Citation |
BEP(F.745.010
15 Apr 1745:11,12 (505)
Welcome once more, dear Mr. Whitefield. It was quite time
for you to come back again. Your cause suffered very much
by your absence. We have had fine work here since you have
bene gone. Next time you go away, do leave things in better
hands than in Mr. M----d's, to keep up your morning
lectures, and Mr. H---by's [the Rev. Mr. William Hobby] to
write in vindication of your itinerancy. they have both of
them come off badly. As for Mr. M----d, indeed, sir, he
won't do. It is not worth one' while to get up early for
him. . .
Your other assistant, poor Mr. H--by, what work they have
made with him ! They have whip'd him to some tune. They
call it only a twig, but it falls so heavy, that I should
take it for a stick as thick as my arm. But what frets one
the most is, that every body says it is no more than he
deserves. I had like to forgot dear Mr. F. he has done all
he could for you. . .
. . . [12] O, how tedious have been the hours of your
absence ! how long your delay ! How dull all the preaching
I have heard ! Lovely nymphs of New-Hampshire, less envied
for your beauty, than for the happiness of having dear Mr.

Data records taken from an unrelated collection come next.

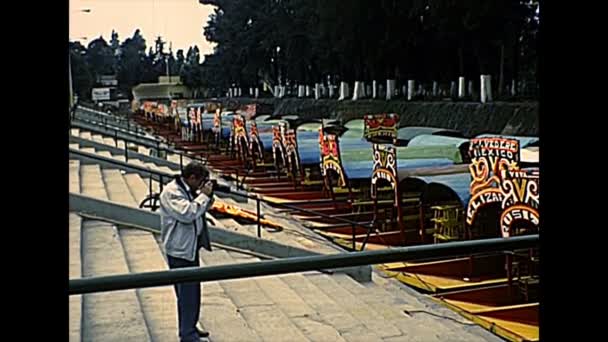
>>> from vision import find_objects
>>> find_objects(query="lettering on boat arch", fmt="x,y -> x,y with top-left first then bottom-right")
466,138 -> 519,225
500,170 -> 540,237
363,113 -> 399,143
272,122 -> 285,170
249,120 -> 264,163
319,133 -> 346,188
371,144 -> 399,202
245,103 -> 257,120
283,128 -> 300,172
232,114 -> 249,157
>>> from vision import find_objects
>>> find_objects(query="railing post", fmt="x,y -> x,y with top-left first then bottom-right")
255,195 -> 262,238
352,223 -> 357,251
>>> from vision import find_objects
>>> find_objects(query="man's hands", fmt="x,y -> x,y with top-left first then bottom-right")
199,180 -> 213,197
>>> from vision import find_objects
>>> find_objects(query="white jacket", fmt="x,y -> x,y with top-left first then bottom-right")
159,178 -> 213,261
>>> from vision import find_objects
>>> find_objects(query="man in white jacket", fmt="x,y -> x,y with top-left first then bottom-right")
160,162 -> 213,342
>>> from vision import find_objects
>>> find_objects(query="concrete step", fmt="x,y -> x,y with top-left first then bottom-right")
102,169 -> 137,207
69,213 -> 82,342
137,146 -> 150,156
79,131 -> 93,140
119,228 -> 178,341
103,137 -> 116,147
82,220 -> 151,341
281,274 -> 382,341
201,248 -> 310,341
123,173 -> 148,206
306,274 -> 402,338
91,134 -> 104,144
228,253 -> 346,342
80,147 -> 97,154
97,151 -> 114,159
167,153 -> 192,166
80,164 -> 108,200
69,159 -> 80,193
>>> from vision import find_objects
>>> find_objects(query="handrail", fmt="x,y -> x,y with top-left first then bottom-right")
70,118 -> 163,145
68,234 -> 539,295
70,122 -> 207,170
69,148 -> 175,197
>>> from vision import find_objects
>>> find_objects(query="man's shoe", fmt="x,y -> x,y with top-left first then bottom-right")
196,327 -> 209,337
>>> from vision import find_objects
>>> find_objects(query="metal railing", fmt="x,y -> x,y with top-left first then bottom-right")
216,191 -> 374,251
68,235 -> 539,295
70,115 -> 247,184
70,122 -> 202,170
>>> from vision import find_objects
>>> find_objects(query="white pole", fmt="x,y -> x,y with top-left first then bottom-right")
372,80 -> 378,99
486,75 -> 492,102
479,75 -> 488,103
458,76 -> 465,99
386,79 -> 395,100
407,80 -> 416,101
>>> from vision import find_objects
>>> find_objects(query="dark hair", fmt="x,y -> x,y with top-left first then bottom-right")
182,162 -> 209,178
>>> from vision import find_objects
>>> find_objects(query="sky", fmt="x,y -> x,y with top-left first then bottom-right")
69,0 -> 213,56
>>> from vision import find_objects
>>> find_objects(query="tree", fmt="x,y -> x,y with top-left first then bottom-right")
86,36 -> 114,79
69,42 -> 94,99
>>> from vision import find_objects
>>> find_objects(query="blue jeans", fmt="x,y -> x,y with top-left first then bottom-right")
167,251 -> 201,342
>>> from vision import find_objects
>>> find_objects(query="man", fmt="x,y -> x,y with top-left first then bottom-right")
160,162 -> 213,342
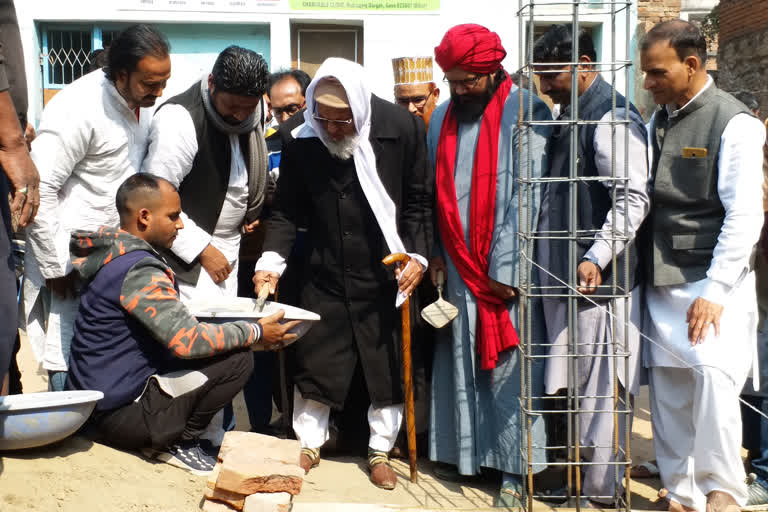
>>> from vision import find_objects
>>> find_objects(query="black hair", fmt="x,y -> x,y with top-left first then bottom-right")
267,69 -> 312,96
115,173 -> 177,221
509,72 -> 537,93
104,23 -> 171,82
640,20 -> 707,67
731,91 -> 760,112
533,23 -> 597,63
85,48 -> 107,73
211,45 -> 269,97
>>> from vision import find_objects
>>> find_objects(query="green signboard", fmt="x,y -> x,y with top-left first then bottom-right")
289,0 -> 440,11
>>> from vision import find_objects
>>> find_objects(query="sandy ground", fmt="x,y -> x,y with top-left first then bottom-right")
0,334 -> 658,512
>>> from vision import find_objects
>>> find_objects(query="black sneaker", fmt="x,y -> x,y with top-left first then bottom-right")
742,473 -> 768,510
200,439 -> 221,464
148,440 -> 216,476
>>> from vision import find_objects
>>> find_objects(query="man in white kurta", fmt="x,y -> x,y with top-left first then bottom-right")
142,46 -> 269,302
24,25 -> 171,390
533,24 -> 649,504
641,20 -> 765,512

W------- so long among you; how has my heart been daily with
you ! Methoughts I saw you, as we us'd to do here, leaving
husbands, children, family concerns, and all the vain cares
of life, and crowding after the dear, the heavenly man,
listening to the charming musick of his tongue, and drinking
the melodious sounds. Then retiring with him from the
public exercises to his private abode, you pass'd the
livelong evening, in hearkening to a thousand pretty little
stories of his travels, which the dear creature tells with a
most winning sweetness. How many hair-breadth 'scapes he
has had from robbers, assassins, and men that lay in wait
with clubs: And how he dispossess'd the d---l of the
Assembly Room at Bristol, and instead of fiddles and dances,
introduc'd a more Christian entertainment of green peas and
chickens. . . [2 more paras.] [signed] Deb. Sherman.